The most common harvest aid in grain sorghum is glyphosate. The key to successfully using glyphosate is to treat only the amount of acres that can be harvested in a timely manner. Growers should try to harvest glyphosate-treated sorghum eight to 15 days after application. If harvest is delayed, the sorghum is at risk of lodging. Also, the addition of Aim herbicide with glyphosate can aid in the control of morningglory and other tough-to-control weeds. Click here for a full discussion on the use of a harvest aid.
Once harvest begins, growers should cut just below the heads to avoid unnecessary intake of leaves and stalk material, which decreases harvesting efficiency. Grain sorghum can be harvested with a grain header (platform or rigid cutterbar), flex header, row crop header or draper header. When using a grain header, guard extensions attached to every other guard will reduce gathering losses in standing sorghum.

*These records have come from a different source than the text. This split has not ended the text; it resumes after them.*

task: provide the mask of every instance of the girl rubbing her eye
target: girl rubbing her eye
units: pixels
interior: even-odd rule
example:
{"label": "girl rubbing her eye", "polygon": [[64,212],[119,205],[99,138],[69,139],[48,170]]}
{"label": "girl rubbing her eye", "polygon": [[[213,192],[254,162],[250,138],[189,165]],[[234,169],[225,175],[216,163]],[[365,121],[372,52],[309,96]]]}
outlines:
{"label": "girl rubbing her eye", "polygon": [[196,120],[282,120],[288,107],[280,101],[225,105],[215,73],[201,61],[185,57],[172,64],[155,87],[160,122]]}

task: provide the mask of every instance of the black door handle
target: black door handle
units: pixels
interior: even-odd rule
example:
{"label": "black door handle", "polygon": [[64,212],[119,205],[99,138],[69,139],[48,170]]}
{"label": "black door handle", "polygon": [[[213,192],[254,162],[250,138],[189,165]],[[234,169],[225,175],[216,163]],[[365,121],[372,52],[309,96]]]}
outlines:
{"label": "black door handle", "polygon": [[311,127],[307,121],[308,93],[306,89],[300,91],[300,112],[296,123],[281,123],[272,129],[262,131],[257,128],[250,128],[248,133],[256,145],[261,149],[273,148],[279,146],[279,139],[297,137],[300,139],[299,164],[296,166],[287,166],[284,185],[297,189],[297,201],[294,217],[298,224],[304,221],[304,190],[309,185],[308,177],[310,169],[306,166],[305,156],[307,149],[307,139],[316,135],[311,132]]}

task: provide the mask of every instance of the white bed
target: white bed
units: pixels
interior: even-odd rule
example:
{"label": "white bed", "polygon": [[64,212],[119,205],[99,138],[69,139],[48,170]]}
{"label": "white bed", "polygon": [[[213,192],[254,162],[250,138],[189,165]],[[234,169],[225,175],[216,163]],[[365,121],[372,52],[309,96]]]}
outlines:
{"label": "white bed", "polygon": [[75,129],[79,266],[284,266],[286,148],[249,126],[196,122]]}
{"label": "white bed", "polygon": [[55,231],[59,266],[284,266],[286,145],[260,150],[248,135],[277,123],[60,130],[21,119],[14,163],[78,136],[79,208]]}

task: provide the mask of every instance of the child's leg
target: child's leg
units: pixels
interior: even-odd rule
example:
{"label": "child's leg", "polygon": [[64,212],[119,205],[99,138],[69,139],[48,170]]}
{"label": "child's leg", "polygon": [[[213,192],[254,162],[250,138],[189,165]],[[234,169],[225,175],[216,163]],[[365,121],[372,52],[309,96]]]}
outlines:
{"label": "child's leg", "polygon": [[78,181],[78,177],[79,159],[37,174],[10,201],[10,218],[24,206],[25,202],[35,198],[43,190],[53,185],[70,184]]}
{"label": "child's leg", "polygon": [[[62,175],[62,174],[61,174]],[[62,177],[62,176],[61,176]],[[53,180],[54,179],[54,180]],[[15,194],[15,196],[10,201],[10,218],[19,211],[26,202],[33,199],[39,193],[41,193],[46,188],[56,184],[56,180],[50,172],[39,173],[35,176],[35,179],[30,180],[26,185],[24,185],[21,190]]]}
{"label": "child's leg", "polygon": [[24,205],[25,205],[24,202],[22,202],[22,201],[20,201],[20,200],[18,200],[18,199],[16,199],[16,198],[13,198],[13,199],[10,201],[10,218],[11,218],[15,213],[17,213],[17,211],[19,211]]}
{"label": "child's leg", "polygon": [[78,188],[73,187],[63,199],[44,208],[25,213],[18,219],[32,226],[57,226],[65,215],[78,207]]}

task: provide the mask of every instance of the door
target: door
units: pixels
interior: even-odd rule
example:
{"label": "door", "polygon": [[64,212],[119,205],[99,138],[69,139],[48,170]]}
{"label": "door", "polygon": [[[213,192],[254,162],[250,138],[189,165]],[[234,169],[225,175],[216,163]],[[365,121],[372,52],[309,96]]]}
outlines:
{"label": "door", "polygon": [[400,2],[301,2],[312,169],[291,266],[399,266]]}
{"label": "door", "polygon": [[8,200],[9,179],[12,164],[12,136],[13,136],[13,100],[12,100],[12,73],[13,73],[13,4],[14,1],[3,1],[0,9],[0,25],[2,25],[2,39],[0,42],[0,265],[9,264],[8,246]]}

Other attachments are available that can help with lodged sorghum if needed.
Recently, a company developed a conversion kit for corn headers called ARROTM(Alternative Rotary Rowcrop Option), with kits available formost all corn header brands. These kits have worked well, and growers are using them in increasing numbers in the sorghum belt.
Finally, growers should take their time when setting their combines because a well-adjusted combine can add a significant amount of income per acre. Loss is determined by counting seeds left behind the combine. Depending on seed size, 16 to 21 seeds per square foot will equal one bushel per acre. A 5 percent loss is considered acceptable for grain sorghum.